Discussion Topics
To what extent do you think it is accurate to identify Lanford Wilson as a regional playwright?
Discuss the uses that Wilson makes of ancestry and family cohesion in his writing.
Do you find any pervasive and recurring symbols in Wilson’s writing? If so, how does he use them?
Discuss the father/son, mother/son relationships in Wilson’s work and consider what they reveal about family structure.
Consider Wilson’s commentaries on contemporary society. Identify and discuss three or four of his major social concerns.
Quest is a major element in most drama. In Wilson’s writing, what are some of the quests that motivate the characters?
Other Literary Forms
Besides stage plays, Lanford Wilson has written works in a number of other dramatic forms: several teleplays, The Migrants (1973, with Tennessee Williams), Sam Found Out: A Triple Play (1988), and Taxi! (1978, not to be confused with the television series Taxi); two unproduced screenplays, “One Arm,” written in 1969 and based on a Williams story, and “The Strike,” based on the book Last Exit to Brooklyn (1988), by Hubert Selby, Jr.; and the libretto for Lee Hoiby’s opera Summer and Smoke (1971), adapted from the Williams play.
Achievements
Lanford Wilson’s plays have been produced throughout the United States and abroad; several have appeared on television, and The Hot l Baltimore was adapted as a television series.

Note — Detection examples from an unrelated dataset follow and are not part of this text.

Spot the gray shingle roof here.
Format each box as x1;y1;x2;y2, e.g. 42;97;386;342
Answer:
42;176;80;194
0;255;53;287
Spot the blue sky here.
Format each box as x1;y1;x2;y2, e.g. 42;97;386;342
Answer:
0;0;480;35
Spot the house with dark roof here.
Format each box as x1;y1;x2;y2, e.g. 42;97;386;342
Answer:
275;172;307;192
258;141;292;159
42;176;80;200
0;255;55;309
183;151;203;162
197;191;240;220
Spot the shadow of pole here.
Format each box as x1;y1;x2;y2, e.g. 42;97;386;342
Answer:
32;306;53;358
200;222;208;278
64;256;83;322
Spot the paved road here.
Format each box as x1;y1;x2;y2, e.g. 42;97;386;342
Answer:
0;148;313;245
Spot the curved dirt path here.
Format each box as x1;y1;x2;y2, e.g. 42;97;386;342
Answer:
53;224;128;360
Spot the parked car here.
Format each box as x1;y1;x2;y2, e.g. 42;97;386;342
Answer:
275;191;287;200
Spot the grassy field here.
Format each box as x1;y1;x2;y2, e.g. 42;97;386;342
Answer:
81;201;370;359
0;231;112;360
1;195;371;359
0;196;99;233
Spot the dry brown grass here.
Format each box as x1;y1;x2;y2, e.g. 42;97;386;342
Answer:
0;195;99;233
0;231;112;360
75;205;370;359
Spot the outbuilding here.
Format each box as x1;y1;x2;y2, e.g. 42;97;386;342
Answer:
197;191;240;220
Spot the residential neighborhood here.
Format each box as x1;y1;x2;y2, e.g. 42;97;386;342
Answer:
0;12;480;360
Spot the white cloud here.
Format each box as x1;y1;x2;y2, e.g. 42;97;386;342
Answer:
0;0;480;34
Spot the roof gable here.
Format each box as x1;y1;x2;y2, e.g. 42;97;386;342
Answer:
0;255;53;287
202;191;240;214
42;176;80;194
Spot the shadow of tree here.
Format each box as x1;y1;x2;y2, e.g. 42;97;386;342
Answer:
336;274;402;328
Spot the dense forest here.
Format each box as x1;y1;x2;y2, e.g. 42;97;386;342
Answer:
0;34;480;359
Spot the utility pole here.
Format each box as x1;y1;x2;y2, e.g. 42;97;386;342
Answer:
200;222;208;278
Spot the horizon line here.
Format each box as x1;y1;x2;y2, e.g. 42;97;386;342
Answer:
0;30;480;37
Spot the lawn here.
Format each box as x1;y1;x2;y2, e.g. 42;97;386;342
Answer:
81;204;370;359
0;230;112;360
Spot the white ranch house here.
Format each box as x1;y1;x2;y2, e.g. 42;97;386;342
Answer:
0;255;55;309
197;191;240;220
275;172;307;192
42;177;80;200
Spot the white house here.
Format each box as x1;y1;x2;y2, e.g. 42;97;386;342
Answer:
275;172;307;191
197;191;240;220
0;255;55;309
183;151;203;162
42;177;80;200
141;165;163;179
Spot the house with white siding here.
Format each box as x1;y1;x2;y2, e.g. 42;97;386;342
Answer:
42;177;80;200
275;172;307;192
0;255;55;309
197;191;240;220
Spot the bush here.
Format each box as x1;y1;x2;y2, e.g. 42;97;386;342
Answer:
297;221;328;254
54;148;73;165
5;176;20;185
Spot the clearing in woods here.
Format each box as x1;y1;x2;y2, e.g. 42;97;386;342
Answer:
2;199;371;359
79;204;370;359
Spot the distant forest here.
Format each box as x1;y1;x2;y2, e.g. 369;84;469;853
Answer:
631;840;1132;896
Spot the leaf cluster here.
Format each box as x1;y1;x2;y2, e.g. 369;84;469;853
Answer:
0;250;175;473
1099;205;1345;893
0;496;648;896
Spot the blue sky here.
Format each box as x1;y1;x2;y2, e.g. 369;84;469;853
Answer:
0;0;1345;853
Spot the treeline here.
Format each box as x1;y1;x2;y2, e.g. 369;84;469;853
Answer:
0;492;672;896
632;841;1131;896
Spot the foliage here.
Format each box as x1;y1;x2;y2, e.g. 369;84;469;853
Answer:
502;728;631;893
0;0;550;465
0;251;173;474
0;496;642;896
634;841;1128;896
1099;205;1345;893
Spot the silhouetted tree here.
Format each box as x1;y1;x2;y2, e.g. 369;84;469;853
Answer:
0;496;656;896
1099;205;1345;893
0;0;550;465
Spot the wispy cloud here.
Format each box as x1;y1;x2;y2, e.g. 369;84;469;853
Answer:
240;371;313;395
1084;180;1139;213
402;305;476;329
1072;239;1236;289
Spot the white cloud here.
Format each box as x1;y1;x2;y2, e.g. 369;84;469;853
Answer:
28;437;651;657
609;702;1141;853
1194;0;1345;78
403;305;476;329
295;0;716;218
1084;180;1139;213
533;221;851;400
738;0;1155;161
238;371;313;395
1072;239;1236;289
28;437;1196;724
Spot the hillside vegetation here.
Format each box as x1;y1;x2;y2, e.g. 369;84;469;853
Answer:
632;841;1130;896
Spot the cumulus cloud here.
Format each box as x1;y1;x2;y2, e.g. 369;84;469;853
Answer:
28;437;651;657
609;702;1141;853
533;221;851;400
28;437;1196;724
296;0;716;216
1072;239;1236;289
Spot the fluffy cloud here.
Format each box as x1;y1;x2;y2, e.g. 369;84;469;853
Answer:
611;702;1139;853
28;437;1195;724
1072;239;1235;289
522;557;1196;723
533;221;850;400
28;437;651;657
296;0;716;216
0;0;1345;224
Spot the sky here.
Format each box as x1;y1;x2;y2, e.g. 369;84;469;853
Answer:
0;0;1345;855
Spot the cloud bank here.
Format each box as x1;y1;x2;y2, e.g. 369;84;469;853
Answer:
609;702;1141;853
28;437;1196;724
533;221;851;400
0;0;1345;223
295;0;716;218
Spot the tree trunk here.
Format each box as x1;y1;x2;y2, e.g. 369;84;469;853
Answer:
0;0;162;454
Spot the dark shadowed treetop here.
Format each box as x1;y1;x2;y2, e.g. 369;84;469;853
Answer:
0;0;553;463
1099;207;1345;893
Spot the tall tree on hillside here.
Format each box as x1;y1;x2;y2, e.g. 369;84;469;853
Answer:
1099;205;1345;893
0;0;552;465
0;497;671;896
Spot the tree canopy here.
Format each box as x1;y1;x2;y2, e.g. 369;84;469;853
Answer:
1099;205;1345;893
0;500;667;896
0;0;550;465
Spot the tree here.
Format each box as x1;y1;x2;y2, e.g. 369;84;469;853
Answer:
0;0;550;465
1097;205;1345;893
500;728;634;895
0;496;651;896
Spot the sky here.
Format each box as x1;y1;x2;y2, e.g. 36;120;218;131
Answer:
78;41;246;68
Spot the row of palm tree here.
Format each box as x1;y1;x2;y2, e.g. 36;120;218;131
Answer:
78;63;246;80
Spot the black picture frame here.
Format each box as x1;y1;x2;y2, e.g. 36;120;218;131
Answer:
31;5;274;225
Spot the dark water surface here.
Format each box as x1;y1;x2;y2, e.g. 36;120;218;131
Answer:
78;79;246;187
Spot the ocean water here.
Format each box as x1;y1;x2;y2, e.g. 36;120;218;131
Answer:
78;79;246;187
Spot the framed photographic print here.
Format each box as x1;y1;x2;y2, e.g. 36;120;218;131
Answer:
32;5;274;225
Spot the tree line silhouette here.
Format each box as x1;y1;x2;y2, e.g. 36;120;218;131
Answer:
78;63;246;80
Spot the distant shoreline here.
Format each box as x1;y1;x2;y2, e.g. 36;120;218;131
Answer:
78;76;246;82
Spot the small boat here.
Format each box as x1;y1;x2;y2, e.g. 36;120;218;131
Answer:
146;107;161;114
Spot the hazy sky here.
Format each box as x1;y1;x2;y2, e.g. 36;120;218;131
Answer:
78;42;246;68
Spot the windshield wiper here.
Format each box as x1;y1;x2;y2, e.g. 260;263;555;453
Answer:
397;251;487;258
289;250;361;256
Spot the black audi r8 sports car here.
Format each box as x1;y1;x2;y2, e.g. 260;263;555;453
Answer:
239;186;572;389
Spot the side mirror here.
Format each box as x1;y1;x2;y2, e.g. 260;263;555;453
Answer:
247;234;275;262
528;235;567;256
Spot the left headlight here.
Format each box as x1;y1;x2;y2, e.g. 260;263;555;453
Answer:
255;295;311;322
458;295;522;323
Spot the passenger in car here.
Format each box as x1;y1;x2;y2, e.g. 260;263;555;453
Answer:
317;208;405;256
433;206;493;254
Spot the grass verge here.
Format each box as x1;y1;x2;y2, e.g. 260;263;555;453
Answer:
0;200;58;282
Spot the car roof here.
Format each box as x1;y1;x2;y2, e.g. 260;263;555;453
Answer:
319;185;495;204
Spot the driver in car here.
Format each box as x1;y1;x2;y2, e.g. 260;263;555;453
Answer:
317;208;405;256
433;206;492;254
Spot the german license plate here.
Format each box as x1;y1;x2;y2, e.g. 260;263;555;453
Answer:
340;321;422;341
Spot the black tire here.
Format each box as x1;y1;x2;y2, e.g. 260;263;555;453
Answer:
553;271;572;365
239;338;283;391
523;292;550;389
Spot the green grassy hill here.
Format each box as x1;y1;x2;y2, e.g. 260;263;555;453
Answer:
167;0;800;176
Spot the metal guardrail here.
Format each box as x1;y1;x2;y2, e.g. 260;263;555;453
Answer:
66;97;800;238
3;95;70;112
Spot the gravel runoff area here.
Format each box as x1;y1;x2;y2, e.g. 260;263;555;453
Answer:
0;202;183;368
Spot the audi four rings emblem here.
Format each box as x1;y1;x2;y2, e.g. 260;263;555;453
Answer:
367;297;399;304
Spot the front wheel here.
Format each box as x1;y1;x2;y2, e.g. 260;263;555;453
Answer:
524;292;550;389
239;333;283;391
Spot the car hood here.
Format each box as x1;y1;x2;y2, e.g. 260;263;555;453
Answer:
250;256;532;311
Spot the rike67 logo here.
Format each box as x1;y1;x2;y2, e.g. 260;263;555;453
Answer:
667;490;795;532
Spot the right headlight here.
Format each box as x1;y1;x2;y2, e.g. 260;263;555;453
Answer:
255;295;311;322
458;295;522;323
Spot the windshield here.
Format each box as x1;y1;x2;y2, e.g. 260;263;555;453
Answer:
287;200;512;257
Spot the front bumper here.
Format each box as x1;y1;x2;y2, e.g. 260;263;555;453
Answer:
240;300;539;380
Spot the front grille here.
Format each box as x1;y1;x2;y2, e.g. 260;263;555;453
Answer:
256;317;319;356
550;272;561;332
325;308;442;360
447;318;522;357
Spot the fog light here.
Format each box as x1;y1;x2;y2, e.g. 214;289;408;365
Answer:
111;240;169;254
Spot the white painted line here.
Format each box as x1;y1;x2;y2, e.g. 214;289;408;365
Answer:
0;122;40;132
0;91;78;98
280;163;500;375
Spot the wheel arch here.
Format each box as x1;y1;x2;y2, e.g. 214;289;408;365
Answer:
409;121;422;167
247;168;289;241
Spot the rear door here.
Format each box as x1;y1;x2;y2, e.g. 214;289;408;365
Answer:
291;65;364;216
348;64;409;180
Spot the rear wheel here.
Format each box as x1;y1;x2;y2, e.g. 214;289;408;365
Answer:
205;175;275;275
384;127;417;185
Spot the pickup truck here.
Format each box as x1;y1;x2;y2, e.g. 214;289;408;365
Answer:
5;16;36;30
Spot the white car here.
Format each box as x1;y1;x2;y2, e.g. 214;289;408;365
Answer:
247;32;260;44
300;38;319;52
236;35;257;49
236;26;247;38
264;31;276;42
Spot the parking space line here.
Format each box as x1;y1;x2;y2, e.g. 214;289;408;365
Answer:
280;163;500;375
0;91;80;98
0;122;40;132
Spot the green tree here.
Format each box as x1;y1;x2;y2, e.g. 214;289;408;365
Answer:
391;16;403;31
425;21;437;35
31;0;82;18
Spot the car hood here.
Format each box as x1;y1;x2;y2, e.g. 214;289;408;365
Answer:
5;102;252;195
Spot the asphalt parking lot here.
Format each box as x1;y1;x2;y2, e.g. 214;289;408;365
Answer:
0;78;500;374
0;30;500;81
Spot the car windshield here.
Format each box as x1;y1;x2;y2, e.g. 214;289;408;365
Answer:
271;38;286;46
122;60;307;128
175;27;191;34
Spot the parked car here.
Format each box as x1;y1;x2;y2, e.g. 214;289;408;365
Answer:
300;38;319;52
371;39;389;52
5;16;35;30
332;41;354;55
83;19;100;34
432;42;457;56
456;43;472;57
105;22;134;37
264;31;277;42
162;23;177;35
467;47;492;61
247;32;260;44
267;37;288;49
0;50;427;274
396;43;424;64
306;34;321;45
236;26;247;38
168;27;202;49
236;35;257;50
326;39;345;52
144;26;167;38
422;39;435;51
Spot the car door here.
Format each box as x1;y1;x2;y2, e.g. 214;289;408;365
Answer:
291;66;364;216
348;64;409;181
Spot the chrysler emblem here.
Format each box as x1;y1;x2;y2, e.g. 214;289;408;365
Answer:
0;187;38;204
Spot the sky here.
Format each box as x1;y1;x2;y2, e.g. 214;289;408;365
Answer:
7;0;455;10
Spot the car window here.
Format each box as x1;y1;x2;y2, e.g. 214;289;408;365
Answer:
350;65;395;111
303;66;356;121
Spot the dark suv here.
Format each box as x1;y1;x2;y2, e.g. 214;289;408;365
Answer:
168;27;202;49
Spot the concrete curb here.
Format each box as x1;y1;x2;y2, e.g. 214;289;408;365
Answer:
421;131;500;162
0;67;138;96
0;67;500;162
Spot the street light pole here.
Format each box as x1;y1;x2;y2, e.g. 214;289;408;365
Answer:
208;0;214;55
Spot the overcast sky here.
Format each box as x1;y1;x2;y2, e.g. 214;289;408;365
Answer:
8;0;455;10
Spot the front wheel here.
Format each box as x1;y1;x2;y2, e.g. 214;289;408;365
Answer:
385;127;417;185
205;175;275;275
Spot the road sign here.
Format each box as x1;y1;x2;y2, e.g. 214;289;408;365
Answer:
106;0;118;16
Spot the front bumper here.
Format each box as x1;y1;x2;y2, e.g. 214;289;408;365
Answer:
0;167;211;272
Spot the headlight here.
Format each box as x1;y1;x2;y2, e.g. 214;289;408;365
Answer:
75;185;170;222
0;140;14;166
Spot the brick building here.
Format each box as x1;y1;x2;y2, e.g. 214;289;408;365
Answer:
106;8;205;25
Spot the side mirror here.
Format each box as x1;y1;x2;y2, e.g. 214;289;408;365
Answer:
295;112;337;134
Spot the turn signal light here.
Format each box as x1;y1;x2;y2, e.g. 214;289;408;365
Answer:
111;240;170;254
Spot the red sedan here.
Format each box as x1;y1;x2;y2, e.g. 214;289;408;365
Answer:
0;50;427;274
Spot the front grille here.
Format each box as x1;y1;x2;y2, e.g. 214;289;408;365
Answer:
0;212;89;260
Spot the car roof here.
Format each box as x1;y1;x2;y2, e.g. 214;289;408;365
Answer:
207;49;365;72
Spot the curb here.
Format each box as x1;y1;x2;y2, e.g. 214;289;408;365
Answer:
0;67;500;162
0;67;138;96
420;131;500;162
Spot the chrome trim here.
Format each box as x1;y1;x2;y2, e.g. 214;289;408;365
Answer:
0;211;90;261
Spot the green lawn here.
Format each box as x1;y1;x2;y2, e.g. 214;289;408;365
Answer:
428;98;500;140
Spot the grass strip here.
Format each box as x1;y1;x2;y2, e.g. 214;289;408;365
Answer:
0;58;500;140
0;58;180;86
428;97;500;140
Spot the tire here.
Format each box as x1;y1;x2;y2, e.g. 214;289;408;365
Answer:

Wilson is the winner of numerous awards: a Vernon Rice Award (1967); Obies for The Hot l Baltimore, The Mound Builders, and Sympathetic Magic; a Pulitzer Prize and a New York Drama Critics Circle Award (as best-of-best) for Talley’s Folly; the American Theater Critics Award for best play for Book of Days; the Brandeis University Creative Arts Award, and fellowships from the Rockefeller and Guggenheim foundations. He was admitted to the Theatre Hall of Fame in 1995, and the Missouri Writers Hall of Fame in 1997.
Bibliography
Barnett, Gene A. Lanford Wilson. Boston: Twayne, 1987. The most valuable general study of Wilson. This book carries chapters on all the major plays through Talley and Son. It also includes a family genealogy and a family chronology for the entire Talley clan.
Bode, Walter. “Lanford Wilson.” In Contemporary Dramatists, edited by D. L. Kirkpatrick. 4th ed. Chicago: St. James Press, 1988. Bode’s brief article contains a complete primary bibliography through Burn This. The analysis that follows discusses Wilson’s work as it relates to the conflict between the traditional values of the past and the “insidious pressures of modern life.”
Bryer, Jackson R. Lanford Wilson: A Casebook. New York: Garland, 1994. This collection includes ten critical articles, covering plays through Burn This. Also includes an introduction and chronology, and two interviews with Wilson.
Busby, Mark. Lanford Wilson. Boise, Idaho: Boise State University, 1987. Busby’s brief monograph focuses on how Wilson’s own family history influenced his dramatic themes of longing for the past and conflict between generations. Literary influences, including Franz Kafka, and the influence of Wilson’s early theater-going experiences, are also explored.
Dean, Anne M. Discovery and Invention: The Urban Plays of Lanford Wilson. Rutherford, Md.: Fairleigh Dickinson University Press, 1995. Written with the cooperation of Wilson, Marshall Mason, and other members of the Circle Repertory Company, this passionately affirming book examines Wilson’s themes and the use of realistic yet poetic language, particularly in Balm in Gilead, Hot l Baltimore, and Burn This.
Herman, William. “Down and Out in Lebanon and New York: Lanford Wilson.” In Understanding Contemporary American Drama. Columbia: University of South Carolina Press, 1987. Herman’s chapter includes explications of Wilson’s major plays. He praises Wilson for the “delicate poetic language at the heart of his style” and for his “epic encompassment of American experience and mythologies.”
Robertson, C. Warren. “Lanford Wilson.” In American Playwrights Since 1945, edited by Philip C. Kolin. New York: Greenwood Press, 1989. An accessible reference to primary and secondary sources through 1987. Robertson provides a complete primary bibliography of Wilson’s works and brief discussions entitled “Assessment of Wilson’s Reputation” and “Production History.” The article also includes an informative survey of secondary sources and a complete secondary bibliography.